When you’re buying a property, online  being unprepared can lead to unexpected expenses and have you scrambling to piece things together at the last minute. If you’re about to buy your first home, cost chances are you’re feeling a little out of your depth about what needs to be done. Even if you are on top of things when you start house hunting, by the time you’ve trawled through a thousand property listings and visited a few dozen open houses, your brain is bound to be a bit foggy.

Here’s a list of the top seven things people forget when buying their first home.

1. Loan Pre-Approval:

It might seem obvious, but don’t forget to get pre-approval for your loan. This is a letter from your lender stating how much you can expect to borrow. It will help you set a realistic budget. Having pre-approval shows sellers and real estate agents you’re serious, and should allow you to move forward with confidence when you find your perfect home.

2. Stamp Duty:

Stamp duty is a tax levied on most property purchases in Australia. The amount will vary depending on the purchase price and which state or territory you live in, but it needs to be paid on settlement, so be sure to include it in your budget. Your home loan specialist will factor in stamp duty for you when working out your potential borrowing capacity, or use an stamp duty calculator to get a quick idea of the extra cost (including any exemptions that may apply).

3. Lender’s Mortgage Insurance:

If you’re borrowing more than 80% of the house’s value, you’ll usually need to pay Lender’s Mortgage Insurance (LMI). LMI is a form of insurance that protects the lender in the event that the borrower defaults. Saving up for a larger deposit could help you get around this requirement.

4. Contract Of Sale:

In the excitement of buying a house, it can be easy to forget about the sales contract. You need to get this reviewed by a solicitor or qualified conveyancer before making an offer. If you’re serious about a property, be sure to obtain a copy of the contract as soon as you can.

5. Conveyancing:

Conveyancing is the process of transferring the legal title of a property from the seller to the buyer. The conveyancing process can be tedious and complex, so it’s important to find a qualified professional conveyancer or solicitor to handle the various steps of the conveyancing process for you.

6. Statement Of Adjustments:

In the week before settlement, your conveyancer or solicitor will prepare a Statement of Adjustments. This document covers the adjustment of any rates, taxes, rental and owners corporation fees applicable to your purchase. Your conveyancer should be able to give you an estimate of these costs in advance. Remember to set aside sufficient funds to cover your portion of the adjusted rates as part of your property settlement.

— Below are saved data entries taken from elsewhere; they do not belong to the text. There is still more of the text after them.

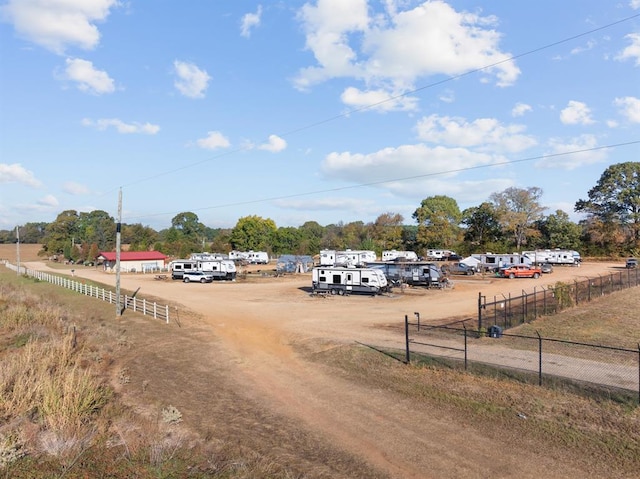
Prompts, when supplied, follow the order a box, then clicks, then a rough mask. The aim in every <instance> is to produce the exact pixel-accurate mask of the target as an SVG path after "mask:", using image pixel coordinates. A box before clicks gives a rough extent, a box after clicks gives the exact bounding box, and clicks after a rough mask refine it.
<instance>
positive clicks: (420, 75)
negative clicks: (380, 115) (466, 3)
mask: <svg viewBox="0 0 640 479" xmlns="http://www.w3.org/2000/svg"><path fill="white" fill-rule="evenodd" d="M399 6H401V3H400V2H386V13H385V14H381V15H378V16H375V17H369V11H368V5H367V2H366V0H352V1H349V2H344V1H340V0H318V2H317V3H316V4H315V5H311V4H309V3H307V4H305V5H304V7H302V9H300V11H299V14H298V19H299V20H300V21H301V23H302V26H303V28H304V31H305V34H306V48H307V49H308V50H310V51H311V52H312V53H313V55H314V57H315V60H316V65H315V66H310V67H307V68H304V69H302V70H300V72H299V74H298V76H297V78H296V79H295V85H296V87H297V88H299V89H308V88H310V87H311V86H313V85H314V84H317V83H321V82H324V81H327V80H329V79H332V78H337V77H347V78H349V77H350V78H353V79H354V80H356V81H362V82H364V83H365V84H366V85H367V90H372V91H376V90H381V89H384V90H387V91H388V92H389V93H388V94H389V95H394V94H398V93H403V92H408V91H411V90H412V89H413V88H415V87H414V84H415V82H416V81H417V80H418V79H420V78H423V77H428V76H431V75H437V74H444V75H450V76H455V75H459V74H463V73H466V72H469V71H471V70H476V69H482V75H483V76H484V78H489V77H490V76H495V78H496V83H497V84H498V85H500V86H507V85H511V84H513V83H514V82H515V80H516V79H517V77H518V76H519V74H520V71H519V69H518V68H517V67H516V66H515V63H514V62H513V61H512V60H510V59H509V56H510V55H509V54H507V53H503V52H501V51H500V50H499V48H498V43H499V41H500V38H501V35H500V34H499V33H498V32H497V31H496V30H495V29H493V26H494V25H495V24H496V19H495V18H493V17H481V16H479V15H476V14H473V13H468V12H458V11H456V10H454V9H453V8H452V7H451V6H450V5H449V4H447V3H445V2H444V1H441V0H432V1H426V2H423V3H422V4H420V5H418V6H417V7H415V8H413V9H411V10H404V11H398V7H399ZM487 65H493V66H491V67H487ZM485 67H486V68H485ZM347 98H348V97H347Z"/></svg>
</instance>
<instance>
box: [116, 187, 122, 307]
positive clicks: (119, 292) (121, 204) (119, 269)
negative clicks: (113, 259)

7. Professional Inspection:

Even if a house looks good from the outside, always have a qualified inspector check it out before you sign on the dotted line. A professional inspector can spot hidden issues such as rising damp, structural damage and pests, which could potentially save you thousands – or even tens of thousands – of dollars down the road.
Buying your first home is an incredibly exciting time, but it can also be a confusing process. As always, be sure to consult with your home loan specialist, who can use their knowledge and experience to help guide you through your purchase.